Let's explore the concept of a data structure. Essentially, a data structure is a systematic way of assembling data. Its primary function is to store data on a computer in such a way that it can be efficiently used. There are numerous types of data structures, including lists, which keep items in a sequential order; arrays, another type of ordered sequence; trees, which arrange items in a hierarchical fashion; graphs, which maintain information about the relationships between items; and files, which hold related data.

Having discussed what a data structure is and its definition, let's consider an example. Suppose you wish to record a person's name and age. You could employ two distinct variables for this purpose: one for the name and another for the age. This approach is referred to as an array. An array, as a kind of data structure, enables the concurrent storage of several pieces of information.

Data structures are specific methods of arranging and storing data within a computer system to enable efficient access and modification. They encompass arrays, linked lists, stacks, queues, trees, and graphs. The selection of a data structure typically relies on the application's characteristics and the types of operations needed.

Having grasped the concept of data structures, it's essential to understand their importance – they play a crucial role because they enable us to sort data in a manner that facilitates easy access and modification. Here are some of the key benefits that data structures offer:

    1. One of the significant perks of data structures is their ability to arrange data in a manner that makes accessing, modifying, and storing it a breeze.

    2. Another major advantage of data structures is their capacity to help us discover and recognize connections between various data pieces.

    3. Data structures are incredibly versatile, capable of storing a diverse range of information - from numbers and text to images, and even intricate entities like database records or programs.

Data structures play a fundamental role in programming as they serve as the means for storing and manipulating data within software. Various data structures are designed to suit different tasks, and the selection of an appropriate data structure can significantly impact the efficiency of an algorithm or program.

Stack data structures are used in many applications. They are critical for algorithmic processes like Depth-First Search (DFS) in graph theory. They are also used in scenario like function call stack in programming languages, backtracking, parsing, expression evaluation and conversion, and memory management.

Queue data structures are used in various real-world scenarios such as managing processes in operating systems, handling requests on a single shared resource like a printer, in network devices like routers or switches to manage the packet flow, and in Call Center phone systems to hold the callers until a service representative is available.

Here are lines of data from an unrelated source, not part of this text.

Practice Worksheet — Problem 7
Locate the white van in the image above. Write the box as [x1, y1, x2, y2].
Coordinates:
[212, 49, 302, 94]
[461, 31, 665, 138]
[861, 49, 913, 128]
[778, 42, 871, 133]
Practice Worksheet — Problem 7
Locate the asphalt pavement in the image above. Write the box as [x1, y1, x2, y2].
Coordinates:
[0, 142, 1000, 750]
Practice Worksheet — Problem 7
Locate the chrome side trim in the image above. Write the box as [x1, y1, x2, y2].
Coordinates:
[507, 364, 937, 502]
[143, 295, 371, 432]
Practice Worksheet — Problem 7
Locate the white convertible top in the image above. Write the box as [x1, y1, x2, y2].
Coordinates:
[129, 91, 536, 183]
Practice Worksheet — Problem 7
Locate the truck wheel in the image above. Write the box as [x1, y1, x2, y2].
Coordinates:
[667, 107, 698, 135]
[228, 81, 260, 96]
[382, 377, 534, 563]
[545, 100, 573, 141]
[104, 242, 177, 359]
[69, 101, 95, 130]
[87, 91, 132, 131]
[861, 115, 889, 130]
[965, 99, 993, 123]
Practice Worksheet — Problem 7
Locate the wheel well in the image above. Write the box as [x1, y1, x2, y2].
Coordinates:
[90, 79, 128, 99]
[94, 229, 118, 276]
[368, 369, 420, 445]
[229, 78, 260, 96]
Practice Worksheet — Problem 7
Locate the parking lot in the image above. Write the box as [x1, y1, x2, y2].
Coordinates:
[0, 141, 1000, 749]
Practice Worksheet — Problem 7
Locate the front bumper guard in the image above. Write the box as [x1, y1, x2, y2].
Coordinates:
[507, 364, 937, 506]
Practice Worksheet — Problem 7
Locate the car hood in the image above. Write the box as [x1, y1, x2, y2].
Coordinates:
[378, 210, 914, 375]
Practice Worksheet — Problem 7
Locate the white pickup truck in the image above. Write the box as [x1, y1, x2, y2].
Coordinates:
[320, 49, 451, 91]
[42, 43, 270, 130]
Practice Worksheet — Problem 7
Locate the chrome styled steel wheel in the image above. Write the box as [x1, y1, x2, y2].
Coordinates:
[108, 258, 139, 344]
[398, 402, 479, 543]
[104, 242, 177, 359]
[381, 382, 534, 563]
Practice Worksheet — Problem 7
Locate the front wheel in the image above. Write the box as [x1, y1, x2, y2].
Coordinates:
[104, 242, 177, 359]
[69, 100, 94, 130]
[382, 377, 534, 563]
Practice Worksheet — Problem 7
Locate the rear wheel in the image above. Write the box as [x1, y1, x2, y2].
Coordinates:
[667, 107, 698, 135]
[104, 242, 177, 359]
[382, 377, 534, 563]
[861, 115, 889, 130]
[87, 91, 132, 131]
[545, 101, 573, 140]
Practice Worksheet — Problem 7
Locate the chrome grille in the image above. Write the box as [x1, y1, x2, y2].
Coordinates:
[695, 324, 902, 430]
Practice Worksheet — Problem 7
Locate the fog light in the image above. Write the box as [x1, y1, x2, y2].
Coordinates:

Trees are an exceptionally adaptable, versatile, and robust form of data structure employed across numerous domains in computing. They find application in databases to facilitate swift data retrieval, in routers for storing routing tables, in machine learning algorithms for organizing hierarchical data, and in a multitude of other practical implementations.

A hash table, often referred to as a hash map, is a type of data structure designed to associate keys with their corresponding values. This is achieved through the use of a hash function, which computes an index pointing to an array made up of buckets or slots. This calculated index directs to the required value, thus facilitating speedy data retrieval. Hash tables are commonly used in multiple fields, including database indexing, caching, memory allocation, among others, where rapid access to data is crucial.

Graphs are widely used in computer science and other fields. They are used in social networks (where users are vertices and friendships/relationships are edges), web pages (with hyperlinks serving as the edges), in mapping and routing services (with locations as vertices and roads as edges), and in many other areas. Graph algorithms like search, shortest path, and minimum spanning tree are also foundational to many areas of computer science.